Some noted that this data is incredibly valuable for a range of applications, particularly in research. In my own case, a year or so ago when I worked as a Research Assistant at the New Zealand Institute for the Study of Competition and Regulation, we could have used this data to improve our regional models of transportation and residential choices. As it stood, the driving mode was the least-well developed, and sufferred particularly from missing estimates of congestion and driver route preference.
@alphabeta_soup @dflydsci that would have been awesome for my research on human mediated dispersal. Nice work.— jp (@ferrouswheel) May 16, 2016
Others (including those in industry) have said that they have been able to attend this data at a State Highway level (via enail request), but not at a local level.
Are we allowed to use it?
I really have no idea. There is nothing on the Mobile Road website specifiying who the data ultimately belongs to, or who is allowed to use it. I figure that given it is provided by a public agency with no usage agreement, because it is downloaded onto your device when you use the application, and because it requires no authentication or credentials, then it is fair and reasonable to assume it is in the public domain.

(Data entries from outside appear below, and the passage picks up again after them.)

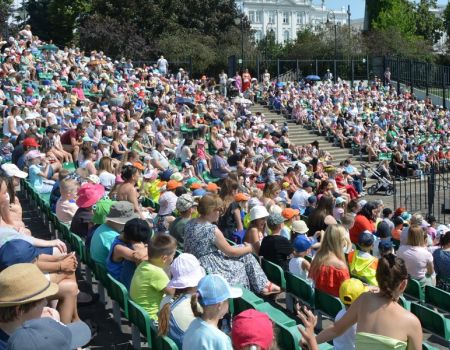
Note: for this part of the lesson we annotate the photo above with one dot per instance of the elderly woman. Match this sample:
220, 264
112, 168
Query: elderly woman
204, 240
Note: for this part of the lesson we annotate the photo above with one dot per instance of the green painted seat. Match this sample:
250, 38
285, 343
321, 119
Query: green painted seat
437, 298
274, 273
327, 304
432, 320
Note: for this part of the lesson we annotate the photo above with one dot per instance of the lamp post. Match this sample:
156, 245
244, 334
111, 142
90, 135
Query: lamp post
331, 17
240, 21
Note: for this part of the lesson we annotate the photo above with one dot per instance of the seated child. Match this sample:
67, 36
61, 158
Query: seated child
127, 250
349, 291
66, 206
361, 262
275, 247
149, 282
298, 265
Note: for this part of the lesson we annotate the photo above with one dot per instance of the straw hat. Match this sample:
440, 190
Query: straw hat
23, 284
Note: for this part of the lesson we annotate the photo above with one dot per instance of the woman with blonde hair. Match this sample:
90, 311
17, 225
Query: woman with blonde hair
236, 264
328, 269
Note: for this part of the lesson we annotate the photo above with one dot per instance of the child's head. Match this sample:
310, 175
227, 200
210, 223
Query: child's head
275, 222
302, 245
136, 231
366, 240
161, 249
350, 290
68, 188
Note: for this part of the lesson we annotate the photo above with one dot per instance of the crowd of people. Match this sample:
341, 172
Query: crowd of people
142, 161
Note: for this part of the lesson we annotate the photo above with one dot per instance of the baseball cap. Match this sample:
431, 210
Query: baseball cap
17, 251
350, 290
275, 219
289, 213
214, 289
186, 272
301, 243
299, 226
11, 170
366, 239
185, 202
252, 327
46, 333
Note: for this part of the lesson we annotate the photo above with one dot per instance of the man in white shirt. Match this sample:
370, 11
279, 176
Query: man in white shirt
300, 198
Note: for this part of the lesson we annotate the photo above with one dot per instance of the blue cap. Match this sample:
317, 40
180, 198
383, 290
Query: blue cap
199, 192
46, 333
302, 243
214, 289
17, 251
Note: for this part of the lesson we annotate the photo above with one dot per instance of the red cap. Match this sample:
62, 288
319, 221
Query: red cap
252, 327
30, 142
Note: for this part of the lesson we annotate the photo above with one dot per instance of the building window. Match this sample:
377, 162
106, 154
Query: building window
258, 36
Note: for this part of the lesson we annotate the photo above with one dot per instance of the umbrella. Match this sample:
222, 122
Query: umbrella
242, 101
49, 47
313, 77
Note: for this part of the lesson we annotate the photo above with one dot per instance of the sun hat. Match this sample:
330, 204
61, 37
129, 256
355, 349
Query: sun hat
17, 251
241, 197
186, 272
120, 212
212, 187
185, 202
301, 243
289, 213
101, 210
214, 289
177, 177
299, 226
252, 327
350, 290
274, 219
89, 194
11, 170
258, 212
340, 200
366, 239
46, 333
24, 283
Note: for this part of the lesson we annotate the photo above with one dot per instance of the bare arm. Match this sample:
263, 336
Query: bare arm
225, 247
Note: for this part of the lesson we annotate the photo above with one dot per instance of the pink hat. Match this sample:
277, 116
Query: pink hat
89, 194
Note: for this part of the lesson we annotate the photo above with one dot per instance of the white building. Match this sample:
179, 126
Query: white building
287, 17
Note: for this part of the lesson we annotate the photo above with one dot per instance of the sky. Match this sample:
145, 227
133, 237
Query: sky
356, 6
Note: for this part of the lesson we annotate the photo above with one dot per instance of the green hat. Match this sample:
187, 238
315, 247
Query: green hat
101, 210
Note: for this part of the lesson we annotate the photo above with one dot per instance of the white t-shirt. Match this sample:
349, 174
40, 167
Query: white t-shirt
347, 340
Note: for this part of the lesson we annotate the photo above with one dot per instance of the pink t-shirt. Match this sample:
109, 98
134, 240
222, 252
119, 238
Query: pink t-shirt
416, 260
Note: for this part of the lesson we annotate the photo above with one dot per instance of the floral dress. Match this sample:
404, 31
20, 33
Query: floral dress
199, 241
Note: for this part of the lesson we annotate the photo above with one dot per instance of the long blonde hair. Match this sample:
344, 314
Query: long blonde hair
332, 243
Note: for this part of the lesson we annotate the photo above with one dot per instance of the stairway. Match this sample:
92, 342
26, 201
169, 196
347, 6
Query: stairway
302, 136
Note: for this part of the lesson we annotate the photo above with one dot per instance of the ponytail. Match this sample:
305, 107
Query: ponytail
163, 320
196, 307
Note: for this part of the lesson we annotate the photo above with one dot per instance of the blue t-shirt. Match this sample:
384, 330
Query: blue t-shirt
101, 243
202, 336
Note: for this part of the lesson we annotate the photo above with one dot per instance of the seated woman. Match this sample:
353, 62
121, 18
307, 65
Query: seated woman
205, 241
127, 250
328, 269
418, 260
382, 323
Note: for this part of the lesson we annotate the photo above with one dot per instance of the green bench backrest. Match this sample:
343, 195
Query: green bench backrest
274, 273
300, 288
327, 304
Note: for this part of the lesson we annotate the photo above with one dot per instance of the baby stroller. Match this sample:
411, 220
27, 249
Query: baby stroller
382, 184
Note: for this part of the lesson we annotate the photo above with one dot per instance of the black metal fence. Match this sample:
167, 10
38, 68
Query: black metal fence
428, 194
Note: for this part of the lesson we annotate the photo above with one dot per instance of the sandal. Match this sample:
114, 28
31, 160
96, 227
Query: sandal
270, 289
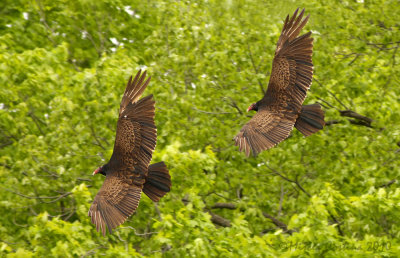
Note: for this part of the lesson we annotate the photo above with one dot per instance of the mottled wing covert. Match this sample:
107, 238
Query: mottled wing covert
292, 68
266, 129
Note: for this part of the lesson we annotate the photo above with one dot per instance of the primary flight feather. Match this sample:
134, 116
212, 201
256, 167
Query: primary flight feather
281, 107
128, 172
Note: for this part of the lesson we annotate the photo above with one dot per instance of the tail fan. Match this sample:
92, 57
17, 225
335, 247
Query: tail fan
158, 181
310, 120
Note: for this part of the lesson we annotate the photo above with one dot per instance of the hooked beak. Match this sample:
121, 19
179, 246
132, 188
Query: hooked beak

I possibly now have a track record of being a little cavalier with respect to taking publicly-accessible transport data and putting it out to a wider audience, but I will respect explicit boundaries when they are stated. In this case, they are absent.
It has been suggested to me that the RAMM data (the traffic counts) is owned by RCAs and is not intended for public use. The same person suggests that the centreline data might be proprietary, possibly CoreLogic’s or Critchlow’s. The first point is probably true, but I don’t think the second one is true. Even if the centreline geometries are proprietary, it’s worth noting that it’s not especially realistic data, with poor precision, notable absences of new subdivisions, abundant topological errors, and no information necessary for forming a road network (e.g. oneway restrictions). You can get better road centreline data for free, both from OpenStreetMap and LINZ. In fact I think as it stands the geometry is barely fit for the purpose I intend for it (matching it to crash locations as normalisation for calculating crash rates).
To the extent that RAMM traffic counts aren’t public information by default, I think it’s worth recalling my own experience requesting some of that data. After a traffic count was performed near my house, I emailed the Waikato District Council asking for the data. I recieved a detailed tabular breakdown of everything that was collected; including the distribution of traffic speeds in hourly bins. Having a single AADT per road segment actually pales in comparison to that level of detail.
How could it be better?
This data, while impressive and surprising in its scope, still is not fit for a variety of purposes. Mostly this is because I have no real idea how AADTs are determined, and simply can’t rely on them.
Perhaps the NZTA could take this opportunity to note that lots of people are excited about using this data. It has no privacy implications. It is already public. It already has a system in place to keep it current. Take the opportunity to make this official! Publish some documentation, advertise an API endpoint, and encourage peple to actually use it. All the key pieces are already in place.
Good reading: the Open Data Handbook
The following maps show heavy vehicle AADT, as both an absolute number of heavy vehicles, and as a percentage of the total AADT. The upper class in the latter case is ≥10%. I attempted to also include Dunedin and Tauranga, but the data for them seems rather erroneous. In the case of Tauranga, my script is unable to identify the percentage of heavy vehicles (data schema issue?), and in the case of Dunedin it seemed very suspicious that there were few identifiable patterns (measurement error?).
Still, I find it interesting that the industrial districts of our major cities are so readily apparent with this data. With a bit of official support and eyes on the data we could perhaps get the quality and metadata issues sorted and start benefiting from people’s effort. I should probably make a legend (or an interactive) so you can decode the values better, but for now, red represents more heavy vehicles, and blue represents the category with the fewest heavy vehicles.